Description
The poems in The Breathing Place, Calvin Bedient’s fifth collection of poetry, take in and move through three areas of consideration. Focusing first on the turmoil of an imperfect world before turning to raging social concerns, the poems finally come to find a refreshed sense of hope, offering spaces to pause and breathe in the world around us.
First the poet addresses “the limits of the containing air,” the atmosphere of a world that moves along a journey ever-farther from whatever Eden it began in. He walks us through the fear and bewilderment, the dips and bumps, the guilt of gazing and desire along a path pointed away from paradise. These poems take in the deep—even if unadmitted—resentment at having to live and breathe in an uninviting world, amid scorched earth, and in a human body that feels the burning of precariousness, anxiety, and grief. The second space calls us to breathe in the now, bringing attention to a troubled world where the atmosphere is filled with strongmen hungry for rivalry, with the stink of age-old inequalities, and where looming climate emergency and nuclear war hover over the waters. The poet finally leads us to green nature, to a space of freshness that somehow survives under threat. Here is the living flow of the senses, the wonders of art, and a renewed feeling of sublimity that thrills from earth to the heavens.

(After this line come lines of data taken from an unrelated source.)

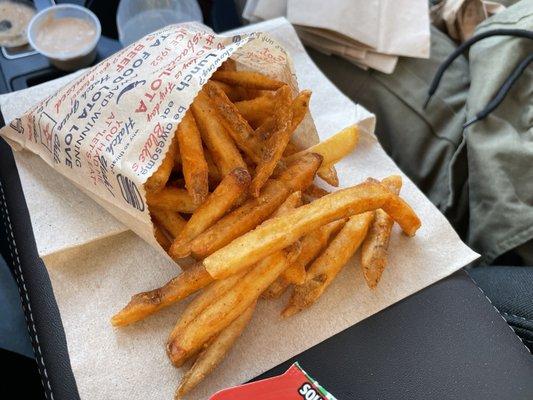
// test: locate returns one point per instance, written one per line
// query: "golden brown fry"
(376, 243)
(312, 244)
(159, 178)
(214, 175)
(326, 267)
(228, 65)
(277, 233)
(234, 93)
(221, 146)
(217, 204)
(315, 191)
(235, 124)
(333, 149)
(247, 79)
(300, 107)
(272, 149)
(214, 354)
(293, 201)
(229, 306)
(145, 304)
(205, 298)
(170, 220)
(296, 177)
(256, 110)
(171, 199)
(241, 220)
(161, 237)
(195, 169)
(292, 148)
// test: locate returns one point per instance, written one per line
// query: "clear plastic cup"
(137, 18)
(72, 59)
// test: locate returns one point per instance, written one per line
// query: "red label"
(292, 385)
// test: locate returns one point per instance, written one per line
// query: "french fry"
(208, 296)
(272, 150)
(312, 244)
(145, 304)
(194, 166)
(170, 220)
(229, 306)
(171, 199)
(238, 128)
(315, 191)
(277, 233)
(159, 178)
(217, 204)
(247, 79)
(234, 93)
(218, 315)
(228, 65)
(293, 201)
(214, 175)
(333, 149)
(256, 110)
(161, 238)
(375, 246)
(292, 148)
(214, 354)
(296, 177)
(221, 146)
(326, 267)
(300, 107)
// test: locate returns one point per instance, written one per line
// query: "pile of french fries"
(236, 194)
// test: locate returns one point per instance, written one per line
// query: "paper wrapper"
(109, 129)
(92, 278)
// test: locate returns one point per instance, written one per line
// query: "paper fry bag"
(109, 129)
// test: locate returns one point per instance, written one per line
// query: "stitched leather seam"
(499, 313)
(24, 298)
(518, 317)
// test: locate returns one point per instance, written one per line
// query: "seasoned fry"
(333, 149)
(312, 244)
(247, 79)
(272, 150)
(221, 146)
(170, 220)
(145, 304)
(235, 124)
(229, 306)
(234, 93)
(159, 178)
(161, 237)
(292, 202)
(214, 175)
(326, 267)
(214, 354)
(256, 110)
(300, 107)
(195, 169)
(315, 191)
(217, 316)
(171, 199)
(217, 204)
(277, 233)
(228, 65)
(296, 177)
(375, 246)
(208, 296)
(292, 148)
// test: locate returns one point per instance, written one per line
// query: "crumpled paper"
(461, 17)
(93, 281)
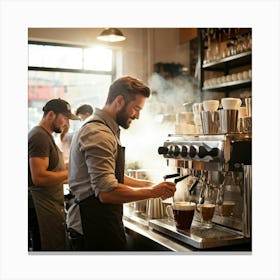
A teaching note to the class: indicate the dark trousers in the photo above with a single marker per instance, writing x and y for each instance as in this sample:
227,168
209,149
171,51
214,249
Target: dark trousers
34,242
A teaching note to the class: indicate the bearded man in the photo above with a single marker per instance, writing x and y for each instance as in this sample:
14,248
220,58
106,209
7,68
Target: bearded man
46,175
96,172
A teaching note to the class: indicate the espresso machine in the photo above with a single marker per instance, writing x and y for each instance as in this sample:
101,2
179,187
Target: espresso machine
220,164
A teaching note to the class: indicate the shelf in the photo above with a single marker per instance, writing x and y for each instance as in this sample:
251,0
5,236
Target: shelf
230,85
231,62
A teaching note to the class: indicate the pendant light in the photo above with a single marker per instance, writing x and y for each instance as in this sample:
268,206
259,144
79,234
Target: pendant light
111,35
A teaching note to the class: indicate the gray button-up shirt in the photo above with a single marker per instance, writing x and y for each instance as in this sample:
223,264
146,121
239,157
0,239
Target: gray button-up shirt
92,162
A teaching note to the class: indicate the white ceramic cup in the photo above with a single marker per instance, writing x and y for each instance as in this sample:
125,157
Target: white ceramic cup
211,105
230,103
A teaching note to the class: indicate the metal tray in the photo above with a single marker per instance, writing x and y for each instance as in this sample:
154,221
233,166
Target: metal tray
197,236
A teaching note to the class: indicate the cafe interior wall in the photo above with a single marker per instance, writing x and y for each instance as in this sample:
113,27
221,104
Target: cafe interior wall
137,54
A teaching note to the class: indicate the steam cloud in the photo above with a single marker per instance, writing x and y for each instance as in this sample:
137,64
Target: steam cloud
157,120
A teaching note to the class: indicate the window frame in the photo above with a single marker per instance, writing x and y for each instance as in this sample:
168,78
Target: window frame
73,70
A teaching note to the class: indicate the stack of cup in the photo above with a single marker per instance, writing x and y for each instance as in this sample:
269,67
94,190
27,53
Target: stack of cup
210,117
184,123
229,114
197,108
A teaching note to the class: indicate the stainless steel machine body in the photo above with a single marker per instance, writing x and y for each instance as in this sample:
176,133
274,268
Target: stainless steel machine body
219,163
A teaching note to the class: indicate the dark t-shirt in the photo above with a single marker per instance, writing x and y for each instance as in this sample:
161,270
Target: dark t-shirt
41,144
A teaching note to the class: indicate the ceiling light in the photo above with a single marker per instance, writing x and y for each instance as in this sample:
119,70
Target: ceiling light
111,35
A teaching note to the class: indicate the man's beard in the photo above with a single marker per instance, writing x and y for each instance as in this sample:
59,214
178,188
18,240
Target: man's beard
55,128
122,118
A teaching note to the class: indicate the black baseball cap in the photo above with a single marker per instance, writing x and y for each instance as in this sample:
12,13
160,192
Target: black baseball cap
60,106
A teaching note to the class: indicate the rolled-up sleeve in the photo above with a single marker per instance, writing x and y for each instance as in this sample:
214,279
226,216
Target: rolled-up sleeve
100,150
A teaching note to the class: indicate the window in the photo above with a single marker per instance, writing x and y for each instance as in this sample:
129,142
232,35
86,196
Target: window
74,73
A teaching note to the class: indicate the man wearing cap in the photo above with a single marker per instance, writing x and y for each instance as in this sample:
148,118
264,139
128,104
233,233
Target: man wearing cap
46,175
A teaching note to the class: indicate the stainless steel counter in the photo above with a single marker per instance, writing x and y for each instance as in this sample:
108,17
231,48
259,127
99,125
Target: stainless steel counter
164,233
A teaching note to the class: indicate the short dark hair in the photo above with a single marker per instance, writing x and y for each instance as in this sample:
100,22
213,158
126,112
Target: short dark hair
83,109
128,87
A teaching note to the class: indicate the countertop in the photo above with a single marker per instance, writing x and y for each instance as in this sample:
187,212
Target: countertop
138,223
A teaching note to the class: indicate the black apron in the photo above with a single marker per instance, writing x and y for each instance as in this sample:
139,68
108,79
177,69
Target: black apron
103,229
49,205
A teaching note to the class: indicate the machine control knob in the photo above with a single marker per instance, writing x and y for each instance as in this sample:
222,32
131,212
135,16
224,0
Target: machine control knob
213,152
176,151
184,151
192,151
162,150
202,152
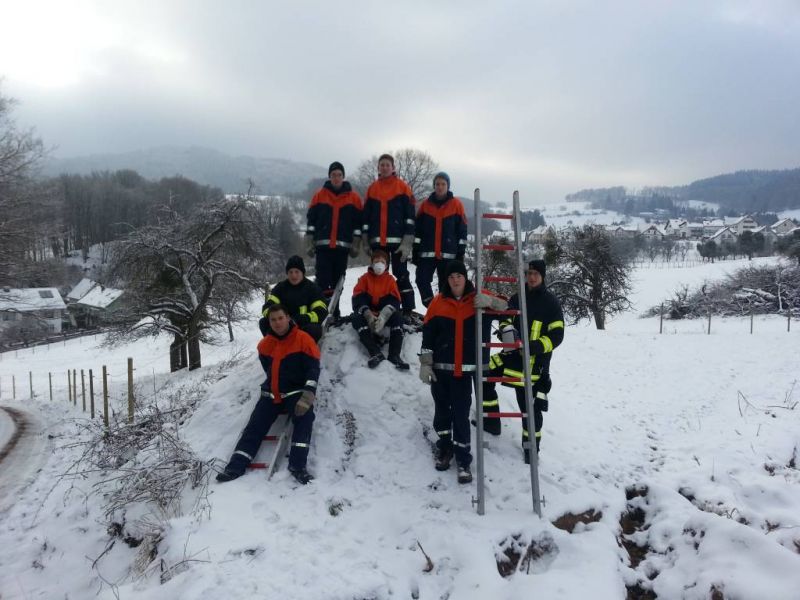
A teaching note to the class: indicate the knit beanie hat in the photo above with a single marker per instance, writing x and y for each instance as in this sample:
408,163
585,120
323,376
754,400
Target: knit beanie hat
335,166
295,262
442,175
538,265
456,266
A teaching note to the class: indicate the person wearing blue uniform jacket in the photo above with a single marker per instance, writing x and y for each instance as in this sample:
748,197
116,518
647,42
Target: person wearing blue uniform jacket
290,359
389,225
301,297
448,363
440,235
333,228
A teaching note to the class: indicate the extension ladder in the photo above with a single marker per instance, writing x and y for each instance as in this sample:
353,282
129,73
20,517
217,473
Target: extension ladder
522,344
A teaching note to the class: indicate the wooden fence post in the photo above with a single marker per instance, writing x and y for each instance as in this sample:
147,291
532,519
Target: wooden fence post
91,393
130,390
105,396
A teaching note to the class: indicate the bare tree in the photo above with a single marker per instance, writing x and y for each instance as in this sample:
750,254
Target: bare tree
20,153
180,274
591,278
415,166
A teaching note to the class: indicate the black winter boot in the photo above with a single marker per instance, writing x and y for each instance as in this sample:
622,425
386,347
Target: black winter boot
395,346
235,468
301,475
443,457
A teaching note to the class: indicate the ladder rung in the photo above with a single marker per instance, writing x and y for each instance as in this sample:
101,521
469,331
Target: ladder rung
502,344
504,415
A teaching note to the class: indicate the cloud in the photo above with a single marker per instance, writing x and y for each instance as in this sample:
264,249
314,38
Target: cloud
543,96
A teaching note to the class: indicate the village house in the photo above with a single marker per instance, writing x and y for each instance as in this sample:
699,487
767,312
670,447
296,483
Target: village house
33,308
91,304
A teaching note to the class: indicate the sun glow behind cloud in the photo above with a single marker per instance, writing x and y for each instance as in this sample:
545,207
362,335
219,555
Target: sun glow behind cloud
57,45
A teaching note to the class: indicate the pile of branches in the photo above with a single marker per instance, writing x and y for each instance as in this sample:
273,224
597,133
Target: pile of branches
765,289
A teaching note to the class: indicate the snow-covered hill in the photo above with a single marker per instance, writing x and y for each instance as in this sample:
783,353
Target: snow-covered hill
679,451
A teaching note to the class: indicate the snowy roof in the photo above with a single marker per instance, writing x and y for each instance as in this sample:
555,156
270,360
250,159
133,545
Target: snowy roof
100,297
722,232
31,299
80,290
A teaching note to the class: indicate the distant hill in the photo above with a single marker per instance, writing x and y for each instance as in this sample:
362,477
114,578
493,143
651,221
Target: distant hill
743,191
230,173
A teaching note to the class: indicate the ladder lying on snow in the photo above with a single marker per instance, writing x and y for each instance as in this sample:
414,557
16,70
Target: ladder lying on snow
275,443
523,345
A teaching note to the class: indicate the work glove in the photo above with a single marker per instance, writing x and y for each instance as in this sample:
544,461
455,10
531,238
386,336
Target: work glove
545,383
356,247
488,301
304,403
369,317
311,249
405,248
385,314
426,374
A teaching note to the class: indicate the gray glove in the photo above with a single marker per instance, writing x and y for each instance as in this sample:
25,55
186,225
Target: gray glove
491,302
370,317
356,247
426,374
306,401
385,314
310,247
405,248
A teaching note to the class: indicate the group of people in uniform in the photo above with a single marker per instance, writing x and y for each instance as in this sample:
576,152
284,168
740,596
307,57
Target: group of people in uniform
392,231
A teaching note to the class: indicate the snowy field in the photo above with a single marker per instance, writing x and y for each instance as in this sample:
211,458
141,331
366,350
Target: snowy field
675,454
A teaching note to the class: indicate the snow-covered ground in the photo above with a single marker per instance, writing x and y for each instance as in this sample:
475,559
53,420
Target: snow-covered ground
684,445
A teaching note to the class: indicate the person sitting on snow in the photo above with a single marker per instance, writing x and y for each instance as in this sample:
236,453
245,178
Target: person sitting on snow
376,304
302,298
290,358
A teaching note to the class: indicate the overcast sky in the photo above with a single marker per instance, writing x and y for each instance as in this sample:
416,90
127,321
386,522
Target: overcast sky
544,96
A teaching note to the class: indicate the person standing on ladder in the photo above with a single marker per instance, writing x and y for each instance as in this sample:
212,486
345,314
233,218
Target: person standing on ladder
389,226
440,236
546,334
290,359
333,229
447,363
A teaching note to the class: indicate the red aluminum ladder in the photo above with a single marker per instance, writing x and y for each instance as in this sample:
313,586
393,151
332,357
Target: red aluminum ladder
523,345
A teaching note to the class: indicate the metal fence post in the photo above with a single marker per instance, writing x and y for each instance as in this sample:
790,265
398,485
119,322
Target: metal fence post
105,396
130,390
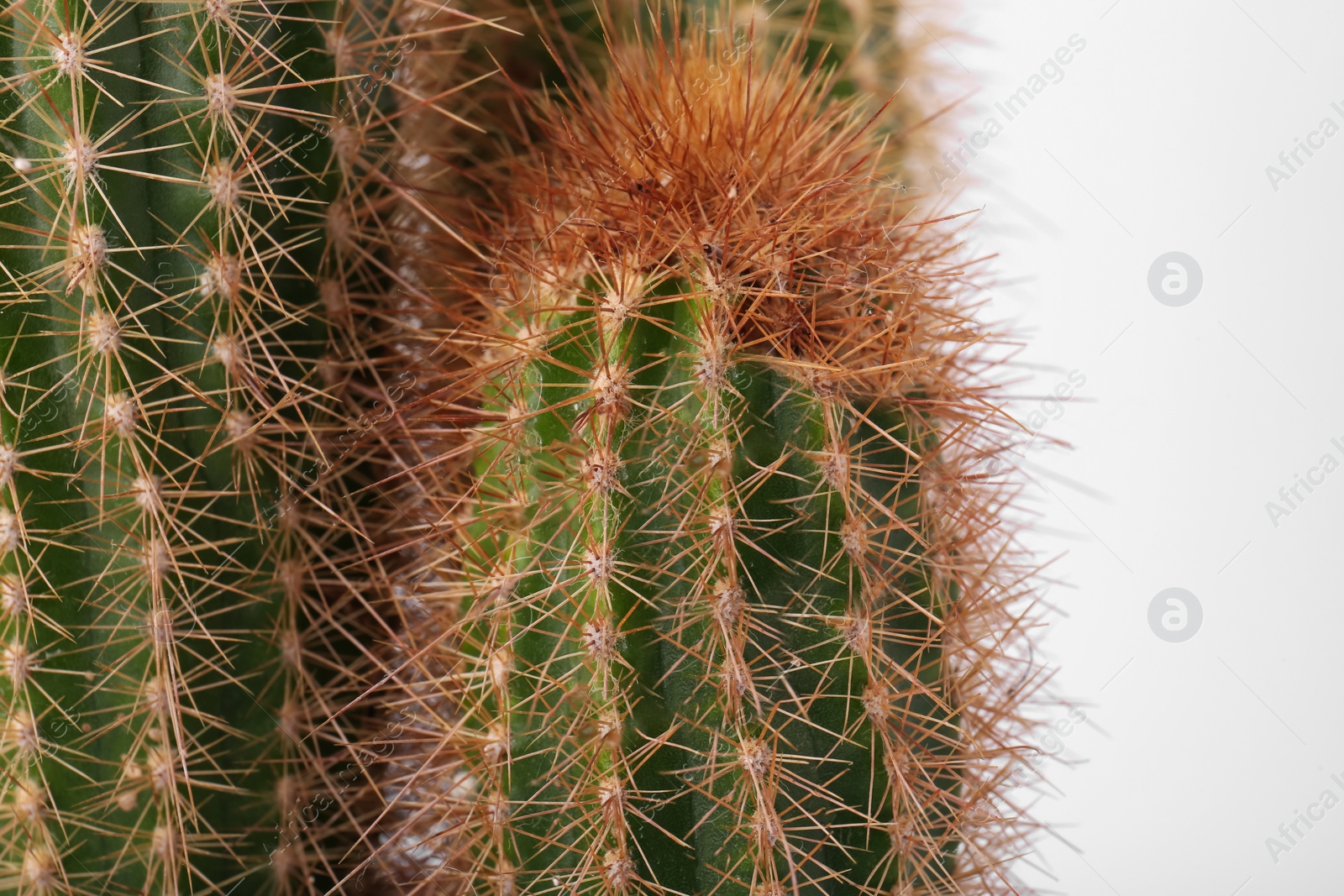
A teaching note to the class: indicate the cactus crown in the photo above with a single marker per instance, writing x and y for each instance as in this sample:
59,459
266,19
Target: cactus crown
709,602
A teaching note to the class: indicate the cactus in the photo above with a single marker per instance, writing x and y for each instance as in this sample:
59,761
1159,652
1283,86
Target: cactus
181,253
702,593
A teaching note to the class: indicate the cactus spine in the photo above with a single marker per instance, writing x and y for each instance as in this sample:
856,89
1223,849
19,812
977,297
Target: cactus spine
170,202
707,600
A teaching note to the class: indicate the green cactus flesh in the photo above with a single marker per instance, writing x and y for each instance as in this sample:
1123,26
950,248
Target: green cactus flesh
689,658
165,207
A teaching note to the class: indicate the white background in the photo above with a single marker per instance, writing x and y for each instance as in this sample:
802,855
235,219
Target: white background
1191,419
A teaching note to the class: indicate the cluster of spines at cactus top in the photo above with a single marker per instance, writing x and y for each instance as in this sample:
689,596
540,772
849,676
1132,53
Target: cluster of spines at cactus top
181,255
699,594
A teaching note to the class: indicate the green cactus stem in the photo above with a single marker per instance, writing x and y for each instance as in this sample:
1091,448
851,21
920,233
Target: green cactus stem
706,600
178,244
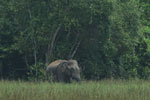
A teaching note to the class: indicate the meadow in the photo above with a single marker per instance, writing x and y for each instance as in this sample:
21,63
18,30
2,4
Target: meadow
91,90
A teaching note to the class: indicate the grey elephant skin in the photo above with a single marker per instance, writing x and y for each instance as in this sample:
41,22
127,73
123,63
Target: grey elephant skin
63,71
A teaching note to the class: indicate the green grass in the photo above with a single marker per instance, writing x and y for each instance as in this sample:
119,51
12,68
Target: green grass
101,90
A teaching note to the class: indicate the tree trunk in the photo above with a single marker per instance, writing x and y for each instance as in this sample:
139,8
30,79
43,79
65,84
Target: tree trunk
51,45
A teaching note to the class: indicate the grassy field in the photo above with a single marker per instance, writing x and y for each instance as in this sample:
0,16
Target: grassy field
101,90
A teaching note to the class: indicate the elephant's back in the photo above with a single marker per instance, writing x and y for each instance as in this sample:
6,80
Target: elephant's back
55,63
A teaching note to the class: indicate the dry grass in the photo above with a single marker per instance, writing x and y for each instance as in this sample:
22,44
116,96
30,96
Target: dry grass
101,90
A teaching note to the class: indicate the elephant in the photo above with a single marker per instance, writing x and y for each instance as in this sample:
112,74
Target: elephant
63,71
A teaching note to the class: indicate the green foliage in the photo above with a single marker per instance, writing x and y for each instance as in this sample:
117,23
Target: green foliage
109,38
37,72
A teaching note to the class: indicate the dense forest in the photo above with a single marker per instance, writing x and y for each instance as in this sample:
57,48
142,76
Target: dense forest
108,38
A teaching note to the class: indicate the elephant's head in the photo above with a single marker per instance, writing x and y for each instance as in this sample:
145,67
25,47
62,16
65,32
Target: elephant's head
72,70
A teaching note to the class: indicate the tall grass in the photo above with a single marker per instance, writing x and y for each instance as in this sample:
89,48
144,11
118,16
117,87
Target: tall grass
101,90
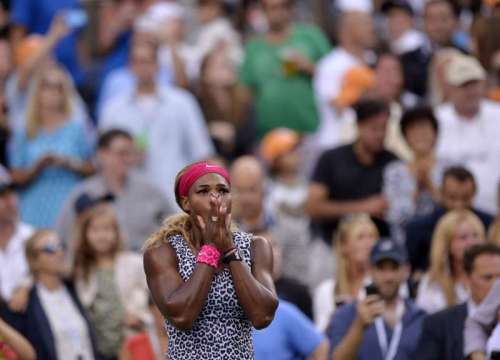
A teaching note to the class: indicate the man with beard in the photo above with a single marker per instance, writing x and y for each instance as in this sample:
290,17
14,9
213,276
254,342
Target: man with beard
383,325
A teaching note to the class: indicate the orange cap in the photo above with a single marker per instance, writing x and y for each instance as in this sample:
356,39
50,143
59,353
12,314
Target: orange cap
278,142
28,47
356,81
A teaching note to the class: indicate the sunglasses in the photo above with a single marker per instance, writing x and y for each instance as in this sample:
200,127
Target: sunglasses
50,249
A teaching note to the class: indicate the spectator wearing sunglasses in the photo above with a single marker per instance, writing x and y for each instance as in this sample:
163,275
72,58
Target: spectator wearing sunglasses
54,321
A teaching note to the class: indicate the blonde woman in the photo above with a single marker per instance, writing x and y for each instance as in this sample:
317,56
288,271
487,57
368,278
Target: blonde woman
50,156
356,236
494,232
54,322
110,282
445,283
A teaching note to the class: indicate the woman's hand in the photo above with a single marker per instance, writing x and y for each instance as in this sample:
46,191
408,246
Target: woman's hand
216,229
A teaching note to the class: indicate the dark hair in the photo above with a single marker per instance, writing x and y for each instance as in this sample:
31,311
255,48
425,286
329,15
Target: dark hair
475,251
459,173
367,108
418,115
107,137
455,9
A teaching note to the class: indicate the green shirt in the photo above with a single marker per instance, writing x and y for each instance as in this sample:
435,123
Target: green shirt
284,97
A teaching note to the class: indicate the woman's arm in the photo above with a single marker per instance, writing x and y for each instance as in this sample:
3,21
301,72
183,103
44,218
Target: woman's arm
57,31
17,342
83,168
180,302
254,287
23,177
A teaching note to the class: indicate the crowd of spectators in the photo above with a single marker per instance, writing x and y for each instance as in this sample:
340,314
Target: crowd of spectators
362,138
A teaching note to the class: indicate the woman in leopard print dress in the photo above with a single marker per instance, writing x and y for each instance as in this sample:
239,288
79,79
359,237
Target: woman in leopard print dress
211,283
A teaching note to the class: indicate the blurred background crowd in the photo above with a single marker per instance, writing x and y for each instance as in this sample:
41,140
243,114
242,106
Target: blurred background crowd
342,122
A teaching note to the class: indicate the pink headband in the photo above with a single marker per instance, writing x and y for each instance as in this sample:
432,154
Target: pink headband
196,171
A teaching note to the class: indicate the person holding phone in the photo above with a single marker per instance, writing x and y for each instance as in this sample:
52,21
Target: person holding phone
384,325
212,284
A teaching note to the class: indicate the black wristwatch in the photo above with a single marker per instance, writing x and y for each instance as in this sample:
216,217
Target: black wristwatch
232,255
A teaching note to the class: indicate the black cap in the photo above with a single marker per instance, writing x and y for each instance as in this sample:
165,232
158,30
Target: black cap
387,249
396,4
85,201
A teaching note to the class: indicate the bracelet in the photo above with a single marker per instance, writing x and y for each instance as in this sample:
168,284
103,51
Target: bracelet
230,251
209,255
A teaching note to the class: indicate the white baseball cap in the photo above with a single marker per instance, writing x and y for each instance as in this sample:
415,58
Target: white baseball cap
463,69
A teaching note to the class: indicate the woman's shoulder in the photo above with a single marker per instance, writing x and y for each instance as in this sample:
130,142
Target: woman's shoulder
129,257
397,168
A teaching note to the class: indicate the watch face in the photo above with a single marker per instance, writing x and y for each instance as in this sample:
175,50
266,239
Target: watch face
235,256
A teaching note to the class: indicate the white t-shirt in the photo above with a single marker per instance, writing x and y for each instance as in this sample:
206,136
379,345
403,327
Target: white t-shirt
324,302
171,125
327,83
431,298
14,271
71,336
475,144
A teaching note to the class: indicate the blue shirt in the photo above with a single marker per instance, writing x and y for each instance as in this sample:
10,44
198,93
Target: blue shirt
290,336
36,16
42,199
370,348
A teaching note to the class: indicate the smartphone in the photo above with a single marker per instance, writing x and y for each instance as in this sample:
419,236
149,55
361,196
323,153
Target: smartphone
75,18
371,290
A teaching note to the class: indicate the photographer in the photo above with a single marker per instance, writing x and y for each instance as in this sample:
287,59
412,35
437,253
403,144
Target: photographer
383,325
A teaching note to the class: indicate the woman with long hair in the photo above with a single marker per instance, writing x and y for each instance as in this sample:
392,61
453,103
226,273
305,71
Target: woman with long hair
110,282
411,187
54,322
50,156
355,237
445,283
212,284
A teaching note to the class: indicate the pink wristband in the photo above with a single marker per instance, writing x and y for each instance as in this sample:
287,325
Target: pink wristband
209,255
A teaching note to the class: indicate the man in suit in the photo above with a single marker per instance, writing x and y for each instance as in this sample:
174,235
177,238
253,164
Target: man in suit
442,333
458,189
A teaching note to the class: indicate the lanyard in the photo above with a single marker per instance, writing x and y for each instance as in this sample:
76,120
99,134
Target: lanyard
389,350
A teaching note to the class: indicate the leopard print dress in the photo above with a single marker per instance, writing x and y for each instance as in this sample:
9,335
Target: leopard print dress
221,331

Veteran poet Bedient has been with us for awhile—”The Era,” Part 2 of his in-your-face new collection, mentions Bobby Kennedy and the Cuban revolution—but, refreshingly, this work is neither autumnal nor Baby Boomer nostalgic. Bedient is one angry man, unrelenting when faced with life’s harsh realities, its “system of hesitations and horrors.” Though he cites battlegrounds from Vietnam to Syria, what troubles here is not just humanmade: “Galaxies formed to flash goodbye we die in every direction.” But while “Canoeing a Worn River,” he’s not sailing toward sunset, instead advising “Engage;// Lower your oars for the recommencing./ Tease, deny, the restrictions only art can alter.”